He explains that this is a small circuit that allows you to amplify and control electrical signals.
Quantum mechanics tells us that electrons in materials exist at specific energy levels.
“There are certain energies that electrons are forbidden to have. This is called a gap. In a transistor, the forbidden energy levels are used to control how much current passes through,” he says.
Without quantum mechanics, today's technology would look very different.
“Computers would still be the size of rooms,” he says.
3. MRI machines
Magnetic Resonance Imaging (MRI) machines are used to take detailed images of tissue in the body. MRI does not use X-rays and is therefore easier on the body. The method can also provide better images of certain types of tissue.
“MRI machines use quantum mechanics through a property called spin,” says Linder.
An MRI machine creates a strong magnetic field that causes hydrogen atoms in the body to align in a specific way. Radio waves are emitted that affect the atoms and makes them to twist. The atoms return to their original position and release energy.
This is used to produce detailed images of different tissues.
4. LED lights
“It wasn't that long ago that we used light bulbs that got very hot. If you touched the bulb, you could burn youself,” says Linder.
Today we have LED lights, which are much more energy efficient. The electricity used in LED lights mainly goes toward producing light, with very little wasted as heat.
“Once again, it's quantum mechanics that makes LED lights possible,” he says.
It goes back to electrons and their allowed energy levels.
“An LED light consists of two regions,” he says.
One region contains lots of electrons that have high energy. Another region has no electrons and there many empty spaces around the atoms.
“When you turn on the power, the high-energy electrons start moving into the region with all the empty spaces,” he says.
The electrons settle into lower energy levels first, and when they drop down in level, they release the remaining energy they had as light.

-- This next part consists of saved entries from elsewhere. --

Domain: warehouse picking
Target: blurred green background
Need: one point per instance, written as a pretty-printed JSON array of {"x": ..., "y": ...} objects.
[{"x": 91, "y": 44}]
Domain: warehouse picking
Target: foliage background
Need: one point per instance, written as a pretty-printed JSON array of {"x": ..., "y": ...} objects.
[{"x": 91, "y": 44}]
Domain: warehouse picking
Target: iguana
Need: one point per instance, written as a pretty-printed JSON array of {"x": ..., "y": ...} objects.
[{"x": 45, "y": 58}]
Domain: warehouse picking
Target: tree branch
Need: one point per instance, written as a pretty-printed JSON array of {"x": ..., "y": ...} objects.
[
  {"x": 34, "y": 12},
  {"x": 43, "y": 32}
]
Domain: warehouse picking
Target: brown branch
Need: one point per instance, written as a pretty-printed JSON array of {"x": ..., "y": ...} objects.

What can it be used for in the future?
It's hard to predict the future, says Linder, but there is clearly a lot of interest in quantum computers.
“Several of the major players – IBM, Microsoft, and Google – have invested a lot of resources in trying to be the first to create a useful quantum computer,” he says.
Computers based on quantum mechanical principles have been developed. So far, they are not particularly useful.
“There's still a long way to go before we have quantum computers that are significantly better at doing certain things than the best conventional computers we have today,” says Linder.
But quantum computers could become big in the future, if they can be made.
Linder concludes by encouraging people to learn a bit about the basic ideas of quantum mechanics.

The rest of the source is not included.